李三笠語速不快,卻帶著一股生硬:“四次拉扯,如今,也只肯加到七兩一匹。”
“七兩?”
何章秋的音調不由得提高了幾分,臉上露出錯愕與惱怒交織的神情:“錢來寶背後,確定是鏡山靈溪的那個陳家?三笠幫主可查清楚了?莫不是旁人假借名頭?”
李三笠冷哼一聲,斗笠微微抬起,疤痕在燈光下更顯猙獰:“何公子,鼉龍幫做事,還不至於連這點都查不明。那錢來寶,每次與我的人會面之後,必去尋陳家的二子陳守業。此事,絕無差錯。”
得到確認,何章秋更加煩躁:“這就奇了怪了!兩月之期,這都過去快一個月了!他們還在價格上斤斤計較?那周書薇莫非真不急?她周家那些被查封的鋪面、田產,都不要了?”
李三笠漠然道:“觀其行止,不似著急之態。
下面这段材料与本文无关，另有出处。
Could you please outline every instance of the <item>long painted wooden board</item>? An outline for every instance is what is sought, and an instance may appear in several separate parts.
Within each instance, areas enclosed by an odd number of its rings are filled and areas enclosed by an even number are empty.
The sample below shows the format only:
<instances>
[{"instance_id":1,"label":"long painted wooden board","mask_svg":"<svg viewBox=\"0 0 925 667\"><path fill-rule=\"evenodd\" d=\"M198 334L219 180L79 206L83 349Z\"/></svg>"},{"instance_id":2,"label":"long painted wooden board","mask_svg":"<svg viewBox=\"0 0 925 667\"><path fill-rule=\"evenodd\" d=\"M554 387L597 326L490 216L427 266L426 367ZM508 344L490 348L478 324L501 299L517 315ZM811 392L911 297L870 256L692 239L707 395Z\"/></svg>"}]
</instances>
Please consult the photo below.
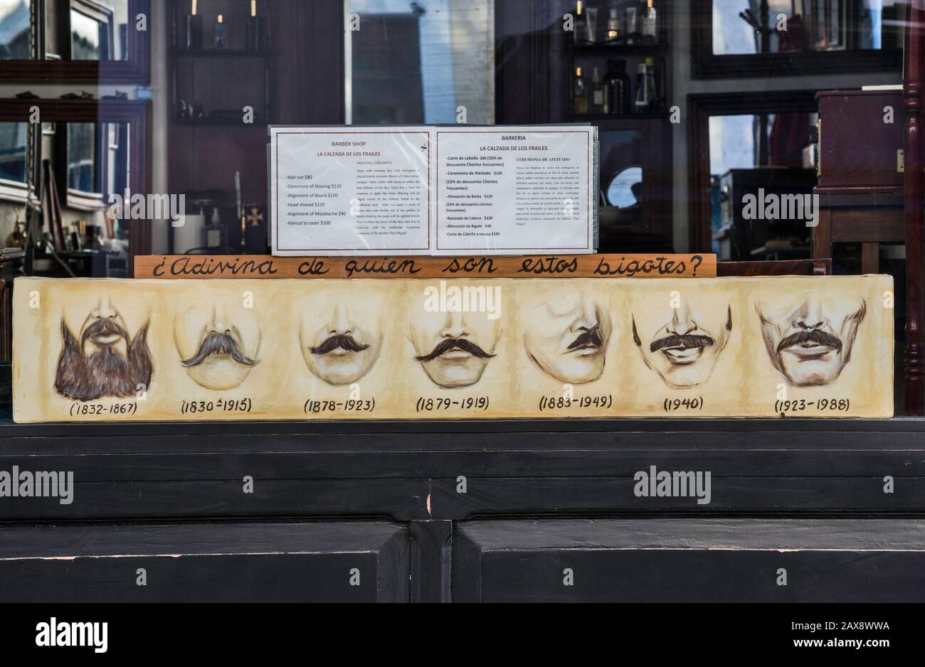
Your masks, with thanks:
<instances>
[{"instance_id":1,"label":"long painted wooden board","mask_svg":"<svg viewBox=\"0 0 925 667\"><path fill-rule=\"evenodd\" d=\"M269 257L139 255L136 278L715 278L716 255Z\"/></svg>"},{"instance_id":2,"label":"long painted wooden board","mask_svg":"<svg viewBox=\"0 0 925 667\"><path fill-rule=\"evenodd\" d=\"M893 415L889 276L19 278L18 422Z\"/></svg>"}]
</instances>

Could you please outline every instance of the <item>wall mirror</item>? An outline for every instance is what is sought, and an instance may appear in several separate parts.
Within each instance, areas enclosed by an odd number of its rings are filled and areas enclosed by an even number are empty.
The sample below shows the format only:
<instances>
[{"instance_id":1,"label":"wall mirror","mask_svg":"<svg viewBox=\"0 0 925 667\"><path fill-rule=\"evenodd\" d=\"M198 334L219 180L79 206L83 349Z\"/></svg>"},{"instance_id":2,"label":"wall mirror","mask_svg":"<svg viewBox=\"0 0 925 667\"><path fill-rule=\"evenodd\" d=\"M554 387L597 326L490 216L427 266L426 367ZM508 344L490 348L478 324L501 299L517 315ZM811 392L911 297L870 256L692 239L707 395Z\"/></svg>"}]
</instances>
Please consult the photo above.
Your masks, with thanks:
<instances>
[{"instance_id":1,"label":"wall mirror","mask_svg":"<svg viewBox=\"0 0 925 667\"><path fill-rule=\"evenodd\" d=\"M691 5L695 77L898 71L903 0L704 0Z\"/></svg>"},{"instance_id":2,"label":"wall mirror","mask_svg":"<svg viewBox=\"0 0 925 667\"><path fill-rule=\"evenodd\" d=\"M0 0L0 80L147 83L149 20L150 0Z\"/></svg>"},{"instance_id":3,"label":"wall mirror","mask_svg":"<svg viewBox=\"0 0 925 667\"><path fill-rule=\"evenodd\" d=\"M27 199L31 137L34 140L28 123L0 123L0 201L24 202Z\"/></svg>"},{"instance_id":4,"label":"wall mirror","mask_svg":"<svg viewBox=\"0 0 925 667\"><path fill-rule=\"evenodd\" d=\"M42 125L29 133L32 106L39 107ZM81 220L104 224L112 194L124 195L126 189L133 195L150 192L151 173L145 164L151 151L150 102L0 100L0 221L7 226L15 219L25 219L30 134L38 140L31 172L33 189L40 196L33 202L40 201L44 212L48 191L43 177L47 161L60 201L57 218L65 229ZM152 223L118 217L118 228L128 231L131 267L131 258L151 252ZM51 232L47 223L43 223L44 233Z\"/></svg>"},{"instance_id":5,"label":"wall mirror","mask_svg":"<svg viewBox=\"0 0 925 667\"><path fill-rule=\"evenodd\" d=\"M758 187L812 191L816 173L804 168L803 151L818 112L815 91L690 95L688 103L690 251L734 261L808 257L805 228L752 234L761 225L742 223L741 204ZM747 237L730 233L742 229Z\"/></svg>"}]
</instances>

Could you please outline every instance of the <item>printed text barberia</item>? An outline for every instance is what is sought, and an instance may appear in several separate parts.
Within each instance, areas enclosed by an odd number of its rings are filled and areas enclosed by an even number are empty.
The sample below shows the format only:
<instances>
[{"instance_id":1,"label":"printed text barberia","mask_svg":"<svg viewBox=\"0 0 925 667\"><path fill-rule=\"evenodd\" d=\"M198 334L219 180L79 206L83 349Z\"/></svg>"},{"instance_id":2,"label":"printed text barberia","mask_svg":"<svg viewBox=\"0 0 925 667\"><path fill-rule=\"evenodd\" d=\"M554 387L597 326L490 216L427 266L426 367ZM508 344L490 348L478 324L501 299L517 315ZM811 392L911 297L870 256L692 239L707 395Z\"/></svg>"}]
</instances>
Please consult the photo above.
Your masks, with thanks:
<instances>
[{"instance_id":1,"label":"printed text barberia","mask_svg":"<svg viewBox=\"0 0 925 667\"><path fill-rule=\"evenodd\" d=\"M703 263L703 257L691 255L690 264L683 260L657 257L652 260L622 258L619 261L601 258L591 272L594 276L620 276L632 278L636 275L668 276L684 275L693 269L694 275ZM299 265L299 275L321 277L338 268L336 258L310 258ZM521 261L517 273L524 275L570 275L580 270L578 257L531 257ZM423 267L414 260L369 259L348 260L342 264L347 277L366 275L404 275L414 276ZM500 271L495 261L489 257L452 258L440 270L445 275L494 275ZM278 275L279 269L271 258L216 257L165 257L154 268L155 278L171 276L265 276Z\"/></svg>"}]
</instances>

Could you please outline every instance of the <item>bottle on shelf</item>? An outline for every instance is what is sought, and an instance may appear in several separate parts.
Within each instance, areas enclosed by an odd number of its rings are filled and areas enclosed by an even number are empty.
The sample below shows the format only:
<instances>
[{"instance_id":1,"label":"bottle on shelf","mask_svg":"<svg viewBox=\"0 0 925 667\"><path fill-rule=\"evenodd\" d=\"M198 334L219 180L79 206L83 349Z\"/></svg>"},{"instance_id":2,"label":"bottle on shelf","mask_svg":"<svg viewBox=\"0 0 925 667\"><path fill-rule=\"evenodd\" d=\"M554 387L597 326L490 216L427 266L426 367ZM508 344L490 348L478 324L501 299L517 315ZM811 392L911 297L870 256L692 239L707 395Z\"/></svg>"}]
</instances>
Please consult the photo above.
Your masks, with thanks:
<instances>
[{"instance_id":1,"label":"bottle on shelf","mask_svg":"<svg viewBox=\"0 0 925 667\"><path fill-rule=\"evenodd\" d=\"M607 76L604 83L610 93L610 114L626 115L630 114L630 75L626 73L625 60L608 60Z\"/></svg>"},{"instance_id":2,"label":"bottle on shelf","mask_svg":"<svg viewBox=\"0 0 925 667\"><path fill-rule=\"evenodd\" d=\"M655 11L654 0L646 0L646 8L642 14L642 40L645 43L654 44L659 41L659 18Z\"/></svg>"},{"instance_id":3,"label":"bottle on shelf","mask_svg":"<svg viewBox=\"0 0 925 667\"><path fill-rule=\"evenodd\" d=\"M646 58L636 68L635 113L651 114L655 111L655 71L652 58Z\"/></svg>"},{"instance_id":4,"label":"bottle on shelf","mask_svg":"<svg viewBox=\"0 0 925 667\"><path fill-rule=\"evenodd\" d=\"M647 85L652 91L652 97L649 100L649 113L656 114L661 106L661 98L659 97L661 91L659 90L659 86L656 85L655 59L651 56L646 58L646 76L648 79Z\"/></svg>"},{"instance_id":5,"label":"bottle on shelf","mask_svg":"<svg viewBox=\"0 0 925 667\"><path fill-rule=\"evenodd\" d=\"M585 16L585 3L578 0L575 4L574 19L572 21L572 39L576 44L584 43L587 38L587 26Z\"/></svg>"},{"instance_id":6,"label":"bottle on shelf","mask_svg":"<svg viewBox=\"0 0 925 667\"><path fill-rule=\"evenodd\" d=\"M626 20L623 21L623 36L628 44L635 44L639 39L639 9L635 5L630 5L626 7Z\"/></svg>"},{"instance_id":7,"label":"bottle on shelf","mask_svg":"<svg viewBox=\"0 0 925 667\"><path fill-rule=\"evenodd\" d=\"M610 7L610 15L607 19L607 43L615 44L620 40L620 12L616 7Z\"/></svg>"},{"instance_id":8,"label":"bottle on shelf","mask_svg":"<svg viewBox=\"0 0 925 667\"><path fill-rule=\"evenodd\" d=\"M588 95L588 113L606 115L610 113L610 96L607 85L600 79L600 72L595 67L591 75L591 91Z\"/></svg>"},{"instance_id":9,"label":"bottle on shelf","mask_svg":"<svg viewBox=\"0 0 925 667\"><path fill-rule=\"evenodd\" d=\"M574 113L581 115L587 114L587 84L582 76L581 67L575 67L575 79L573 86L572 104Z\"/></svg>"}]
</instances>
”
“豈有此理!”
何章秋忍不住低罵一聲,心中滿是困惑和一種計策落空的憋悶。
他原以為丟擲低價絲綢這個香餌,陳家或周書薇會迫不及待地吞下,卻沒想對方如此沉得住氣。
何章秋煩躁地站起身,來回踱步。
過了許久,才心不甘情不願地道:“不然……就七兩賣給他家。如何?父親的意思,是讓我們儘快了結此事……”
“不行!”
一旁的孫秉義立刻出聲反對,臉上滿是焦急:“章秋,這筆賬不是這麼算的。這批貨,我們雖然沒付現錢,但已經用它衝抵了今年清水縣那邊的田稅份額。